From the ashes of an abandoned project, Tiso created Howling Sycamore into its own formidable beast. Combing the technical, extreme drumming of Hannes Grossmann (Obscura, Blotted Science) with his own guitar, and bass work Tiso formed the basis of the band. Opting for traditional prog metal vocals (rather than the harsh vocals usually associated with the style of music) Tiso brought in ex-Watchtower vocalist Jason McMaster to finish the core of the band. Rounding off the lineup for the album are guest musicians Kevin Hufnagel (Dysrhythmia, Gorguts) and, Fester (Burials, Humorous) on guitars, and perhaps more importantly for the overall sound, Bruce Lamont (Yakuza, Brain Tentacles) on baritone saxophone. The lineup complete they set out to record the heavy, often schizophrenic music that Tiso had written.
The album begins with the pummeling drums of “Upended” and from the very beginning it is clear this is not a typical prog metal album. The drums scream death metal, but the guitar work is suggestive of a warped version of traditional prog metal meeting jazz fusion. Then the vocals begin; not screams, or mellow vocals, but the high end style of Iron Maiden. This is immediately followed by frenzied, screaming sax work over the top of it. By this point I was hooked and had bought into the unusual chaos coming from my speakers. And this is the general sound of the album: an extremely complex and brutal approach to drumming, combined with technical guitar work, frequently combining jazz styling with the more typical riff approach of metal. The sax work is not constant, but appears often enough to make it essential to the music, as well as not overstating its welcome. The style; and madcap combination of course screams John Zorn to me, which is never a bad thing.

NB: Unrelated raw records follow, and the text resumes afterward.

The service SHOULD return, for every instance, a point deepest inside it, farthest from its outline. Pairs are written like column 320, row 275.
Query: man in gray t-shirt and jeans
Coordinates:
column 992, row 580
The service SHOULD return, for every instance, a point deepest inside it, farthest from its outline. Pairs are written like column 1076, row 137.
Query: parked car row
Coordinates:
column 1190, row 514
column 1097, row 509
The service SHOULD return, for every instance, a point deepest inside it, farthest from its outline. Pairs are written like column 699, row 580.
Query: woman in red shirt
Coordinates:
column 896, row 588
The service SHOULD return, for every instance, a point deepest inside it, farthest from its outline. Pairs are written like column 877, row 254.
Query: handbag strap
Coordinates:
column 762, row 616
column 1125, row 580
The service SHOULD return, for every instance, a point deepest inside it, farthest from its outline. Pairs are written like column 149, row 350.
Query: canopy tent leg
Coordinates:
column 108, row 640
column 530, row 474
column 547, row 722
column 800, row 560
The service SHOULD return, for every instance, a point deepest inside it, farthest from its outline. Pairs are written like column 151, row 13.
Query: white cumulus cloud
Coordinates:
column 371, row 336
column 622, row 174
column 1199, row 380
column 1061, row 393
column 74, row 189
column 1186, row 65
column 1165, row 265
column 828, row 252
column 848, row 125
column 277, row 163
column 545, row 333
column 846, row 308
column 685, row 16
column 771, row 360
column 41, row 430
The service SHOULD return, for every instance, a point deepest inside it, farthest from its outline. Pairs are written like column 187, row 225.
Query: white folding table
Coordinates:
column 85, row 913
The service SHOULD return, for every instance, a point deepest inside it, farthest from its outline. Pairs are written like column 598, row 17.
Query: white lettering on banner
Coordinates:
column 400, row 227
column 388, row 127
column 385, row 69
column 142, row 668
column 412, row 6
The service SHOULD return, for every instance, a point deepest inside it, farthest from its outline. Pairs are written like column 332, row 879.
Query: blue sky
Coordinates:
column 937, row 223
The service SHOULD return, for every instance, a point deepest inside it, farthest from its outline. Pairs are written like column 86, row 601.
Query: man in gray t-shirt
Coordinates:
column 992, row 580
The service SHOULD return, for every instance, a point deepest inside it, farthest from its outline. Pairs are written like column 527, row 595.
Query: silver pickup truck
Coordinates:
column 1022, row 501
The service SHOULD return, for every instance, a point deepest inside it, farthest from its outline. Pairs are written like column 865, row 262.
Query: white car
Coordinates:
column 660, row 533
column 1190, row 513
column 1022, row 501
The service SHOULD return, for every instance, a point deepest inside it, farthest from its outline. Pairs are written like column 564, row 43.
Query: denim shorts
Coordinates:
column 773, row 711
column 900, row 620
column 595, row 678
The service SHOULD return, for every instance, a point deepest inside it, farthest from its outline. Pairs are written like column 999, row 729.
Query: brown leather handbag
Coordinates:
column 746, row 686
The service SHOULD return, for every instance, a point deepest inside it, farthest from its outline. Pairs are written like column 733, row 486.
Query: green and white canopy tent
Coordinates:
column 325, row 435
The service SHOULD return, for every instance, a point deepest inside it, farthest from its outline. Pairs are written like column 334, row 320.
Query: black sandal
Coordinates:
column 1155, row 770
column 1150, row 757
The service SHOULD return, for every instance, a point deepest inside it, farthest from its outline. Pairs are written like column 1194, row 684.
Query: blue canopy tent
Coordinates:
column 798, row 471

I’m not always a huge fan of very high ranged vocals, and in extreme and technically driven music, the vocals are very often the weak link in the band. And the juxtaposition of this vocal style with very heavy music was a bit jarring at first, as it is not common. However it works exceptionally well; and I found myself thoroughly enjoying McMaster’s vocals throughout the album. And on the very mellow, acoustic driven “Chant of Stillness” his vocals are essential to carrying the track all together. I should also add that throughout the album he occasionally goes into the upper regions of his range and contributes some legitimate and serious screams as well, which adds another effective element to his style.
It is not all chaos and thundering music however. Halfway through “Decent to Light” the music gets very jazzy, and mellow, carried by the vocals and mellow sax, before the drums kick it up again in a frenzy of double kicks, and guitar distortion, complete with some of the more effective examples of McMaster’s screams. The album is closed by the instrumental “Dysphoria” which is dominated by delicate acoustic guitar playing, although accompanied by the more aggressive drumming. As with the rest of the album, nothing is standard about it, and as he has done throughout his career, Tiso perfectly blends opposing styles into a union that closes the album nicely.
The album is rather short, only 37 minutes in length, which certainly left me wanting more. However there is so much going on in this amount of time the listener will still likely feel drained after they are done with it. It is a very dense album, and each listen will bring out more details that you hadn’t noticed before. Grossmann’s drumming especially opens up with repeated listens, as the lighter fills become clearer and more intricate the closer you listen. This is an album that begs to be played loudly, or with a good set of headphones.
With Howling Sycamore, Davide Tiso and company have crafted an unusual, and near perfect example of extreme progressive, and experimental metal that will satisfy fans of either genre. It is a heavy, jazzy, assault on the ears, and a marriage of Zorn worthy experimentation with the accessibility of classic early 90’s prog metal. For fans of truly forward thinking metal, who want something fresh, and unusual, that’s being played and created by true masters, look no further. This comes out three days before my next birthday; I know what I’ll be asking for.